Multinationals – time to review your intangibles?

The Australian Tax Office (ATO) and the Federal Government have been focussing their attention and resources on multinationals and, in particular, their related party transactions in respect of intangible assets (such as trademarks and know how). The latest iteration of this is the ATO’s victory in the landmark case of Pepsi Inc v Commissioner of Taxation [2023] FCA 1490 (PepsiCo). This decision marks the latest in a series of changes driven by the ATO to the taxation of intangibles used by multinationals operating in Australia.

The PepsiCo Case

On 30 November 2023, Moshinsky J handed down the landmark decision.

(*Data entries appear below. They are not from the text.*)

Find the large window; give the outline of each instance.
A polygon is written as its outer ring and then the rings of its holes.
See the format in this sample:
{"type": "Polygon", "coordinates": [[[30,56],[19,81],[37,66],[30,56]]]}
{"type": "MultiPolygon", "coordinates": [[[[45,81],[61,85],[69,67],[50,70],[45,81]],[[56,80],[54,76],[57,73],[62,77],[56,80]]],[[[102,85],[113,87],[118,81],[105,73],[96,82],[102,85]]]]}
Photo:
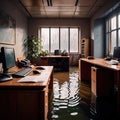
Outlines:
{"type": "Polygon", "coordinates": [[[54,52],[56,49],[67,52],[79,52],[79,28],[40,28],[44,50],[54,52]]]}
{"type": "Polygon", "coordinates": [[[120,13],[106,19],[106,55],[113,55],[115,46],[120,46],[120,13]]]}

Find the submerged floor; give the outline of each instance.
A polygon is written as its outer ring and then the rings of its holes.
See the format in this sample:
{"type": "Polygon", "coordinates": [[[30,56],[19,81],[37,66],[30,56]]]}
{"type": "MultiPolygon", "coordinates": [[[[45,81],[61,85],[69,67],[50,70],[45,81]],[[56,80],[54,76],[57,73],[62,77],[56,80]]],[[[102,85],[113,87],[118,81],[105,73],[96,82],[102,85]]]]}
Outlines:
{"type": "MultiPolygon", "coordinates": [[[[78,79],[77,68],[71,68],[69,73],[56,72],[54,74],[50,119],[107,120],[112,118],[114,115],[113,100],[111,98],[100,98],[95,99],[95,103],[91,104],[93,98],[90,84],[81,83],[78,79]]],[[[113,119],[115,120],[115,117],[113,119]]]]}

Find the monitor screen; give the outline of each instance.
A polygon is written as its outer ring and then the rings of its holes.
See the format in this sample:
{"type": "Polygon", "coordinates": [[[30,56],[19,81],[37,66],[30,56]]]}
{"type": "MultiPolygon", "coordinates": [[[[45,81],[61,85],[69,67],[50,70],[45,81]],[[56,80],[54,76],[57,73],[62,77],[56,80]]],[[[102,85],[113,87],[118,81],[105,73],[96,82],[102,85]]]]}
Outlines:
{"type": "Polygon", "coordinates": [[[113,59],[120,60],[120,47],[114,47],[113,59]]]}
{"type": "Polygon", "coordinates": [[[2,47],[2,63],[3,72],[8,72],[8,69],[16,65],[14,48],[2,47]]]}

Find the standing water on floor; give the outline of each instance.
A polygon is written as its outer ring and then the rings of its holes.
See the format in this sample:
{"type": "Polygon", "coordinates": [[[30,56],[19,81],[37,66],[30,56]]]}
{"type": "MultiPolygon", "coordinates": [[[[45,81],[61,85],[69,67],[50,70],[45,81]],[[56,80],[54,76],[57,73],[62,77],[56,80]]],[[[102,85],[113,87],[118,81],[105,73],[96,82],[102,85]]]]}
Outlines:
{"type": "Polygon", "coordinates": [[[66,80],[62,77],[65,74],[54,78],[51,120],[89,120],[88,105],[79,93],[78,72],[69,73],[66,80]]]}

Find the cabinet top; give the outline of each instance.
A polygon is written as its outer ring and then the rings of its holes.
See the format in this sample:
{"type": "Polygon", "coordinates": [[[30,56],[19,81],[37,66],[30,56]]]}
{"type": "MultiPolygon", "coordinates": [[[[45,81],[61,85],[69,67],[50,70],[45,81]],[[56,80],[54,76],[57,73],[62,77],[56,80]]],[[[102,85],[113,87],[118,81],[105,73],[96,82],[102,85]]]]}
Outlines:
{"type": "MultiPolygon", "coordinates": [[[[10,81],[0,82],[0,89],[2,88],[36,88],[36,89],[42,89],[47,86],[49,83],[49,80],[51,78],[51,75],[53,74],[53,66],[44,66],[45,70],[41,70],[41,74],[33,74],[31,72],[30,75],[34,76],[43,76],[44,82],[36,82],[36,83],[19,83],[18,80],[21,78],[14,78],[10,81]]],[[[35,67],[33,68],[33,70],[35,67]]],[[[41,79],[41,78],[40,78],[41,79]]]]}

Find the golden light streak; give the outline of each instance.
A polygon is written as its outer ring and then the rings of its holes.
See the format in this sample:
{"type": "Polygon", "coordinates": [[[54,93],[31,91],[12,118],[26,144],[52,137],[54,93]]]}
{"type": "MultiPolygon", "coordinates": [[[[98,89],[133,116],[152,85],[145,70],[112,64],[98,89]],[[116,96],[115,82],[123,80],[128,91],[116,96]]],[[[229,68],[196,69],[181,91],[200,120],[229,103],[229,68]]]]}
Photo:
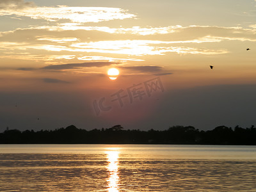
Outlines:
{"type": "MultiPolygon", "coordinates": [[[[115,150],[115,148],[114,148],[115,150]]],[[[118,176],[118,151],[111,150],[106,152],[108,155],[108,166],[109,177],[108,179],[108,190],[109,192],[118,192],[119,176],[118,176]]]]}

The case concerned PepsiCo’s “royalty-free” exclusive bottling agreements (EBAs) with Schweppes Australia Pty Ltd (SAPL). Per the EBAs, PepsiCo and another USA company, SVC, granted SAPL the right to use in Australia trademarks and other IP in the manufacture, bottling, sale and distribution of beverages in PepsiCo Group packaging. Pepsi Co and SVC agreed to sell the concentrate to SAPL through a related Australian entity, PBS.

SAPL was authorised to mix the concentrate with ingredients in accordance with formulas, specifications and other information provided by the PepsiCo Group to produce finished beverages for retail sale in Australia. SAPL paid the Australian company, PBS, and PBS transferred almost all of the money to a Pepsi Company in Singapore.

The Federal Court ruled that PepsiCo was liable for royalty withholding tax (at a 5% rate) in relation to portions of payments made under the EBAs which were held to be royalties and, in the alternative, diverted profits tax (DPT) would apply at a rate of 40%, i.e. if the payments were not royalties.

Some notable points from the case include:

  • The EBAs did not expressly provide for the payment of a royalty for the right to use IP. SAPL had no licensing agreement with PepsiCo that required it to pay for PepsiCo’s IP.

  • The court found that portions of the payment to PBS were a royalty – however it is important to note that these payments were for purchases of concentrate (i.e. stock purchases by SAPL) from an Australian company.

  • The PepsiCo case illustrates that while the legal form of an intercompany agreement is important, the ATO (and Federal Court in the case of PepsiCo) will look beyond the terms to the commercial substance of the arrangements in determining whether a royalty exists. 

What can multinationals learn from the PepsiCo case?

The ATO’s increasing focus on intangibles, and in particular the concept of “embedded royalties”, has caused concern internationally as the approach adopted in Australia may not align with internationally recognised OECD principles.  Despite these concerns, the PepsiCo decision is a victory for the ATO and will likely spur on its efforts to continue its consideration of cross-border intangible arrangements. The fact that the PepsiCo decision is being appealed is unlikely to stop the current efforts by the ATO on intangible assets.

The Government is also stepping up its efforts to tackle this “leakage” from Australia. On 14 May 2024 the Treasurer announced in the 2023-24 Federal Budget that it will introduce a new provision from 1 July 2026 that applies a penalty to taxpayers who are part of a group with more than $1 billion in global turnover annually that are found to have mischaracterised or undervalued royalty payments, to which royalty withholding tax would otherwise apply. No further details around this measure were provided, however as the rate of royalty withholding tax on payments to the US is only 5%, it is likely that this measure is directed towards cases of "embedded royalties" and is intended to increase the financial impost of arrangements similar to those considered in PepsiCo where a portion of a payment for goods or services is found to be a royalty.

The message to multinationals operating in Australia is clear – if you have not started already, now is the time to review the use of your intangibles in Australia.